How Many Rookies Can Make Their MLB Debuts This Season?
Last season, we saw an influx off young players make their Major League debuts as a result of a less-than-stellar roster. 14 different players made their big league debuts in 2017 for the Phillies, but will a similarly high number do so this season? There may only be one or two players on the 25-man Opening Day roster that make their debuts in April, but that’s not necessarily the focus of this Spring Training. Instead, the Phillies would do well to focus on which players will have the fast track to make their debuts sometime in 2018. Scott Kingery is a near lock to play for the Phillies in 2018. He may not make the Opening Day roster due to the Super 2 clause, keeping him under team control for another season, but he will play at Citizens Bank Park this year. I would have to assume that come September, Dylan Cozens will also be a Phillie when the rosters expand to 40 men. Outside of those two, my next assumption would be that Tom Eshelman is the first pitcher in line to eat up some innings should a starter go down at any point in the season.

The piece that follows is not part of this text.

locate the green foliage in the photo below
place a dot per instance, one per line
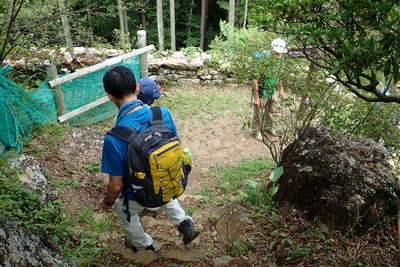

Those three come as near locks to me for 2018. The rest of the lot are all speculation, but the protection of three pitchers by adding them to the 40-man roster this offseason could lead to a handful of debuts in 2018. Young guns Franklyn Kilome, converted reliever Seranthony Dominguez and Ranger Suarez all have outside possibilities of making the team at some point should an injury or struggles occur. Finally, the team may want to see what it has in Enyel de los Santos, having traded a Major League player for him this offseason in the Freddy Galvis deal. I highly doubt 14 guys make their debuts this year, but the number could be half that of 2017.

 

How Will Kapler Use His Bullpen?
There’s no denying that the strength of the Phillies this season will be the bullpen. After reacquiring Pat Neshek, adding Tommy Hunter, and taking a flyer on Francisco Rodriguez, the Phillies could be set up for a fantastic back end of the bullpen in 2018. The question now becomes, how does Gabe Kapler manage his relievers. There’s never been a doubt in my mind as to which league is more difficult to manage in, as the DH has sucked the strategy right out of the American League. But Kapler will have a plethora of arms at his disposal, and his decision making could decide the outcome of many games for a team that likely won’t win many blowouts. The understanding coming into camp is that Hector Neris will retain his closer status to begin the season. In front of him, however, is where things could get interesting. Will Kapler decide to use Neshek in the seventh and Hunter in the eighth? Will he strictly go situational, working sabermetrics and righty-lefty matchups? And how will returning and emerging reliever Luis Garcia be used? If Rodriguez can contribute to the club in any way, the Phillies will have five righties and two lefties (Adam Morgan, Hoby Milner) to create a very potent bullpen in 2018. The if’s loom large, however, for the bullpen. Rodriguez could be finished. Garcia could have been a flash in the pan. Morgan cold revert back to his previous ways. Any one of the arms could get injured. But the beauty of the game is, you don’t play in if’s and could be’s, but instead, in reality, and the reality of the bullpen is that it could be very dangerous if utilized properly. Kapler’s job managing these arms will be critical.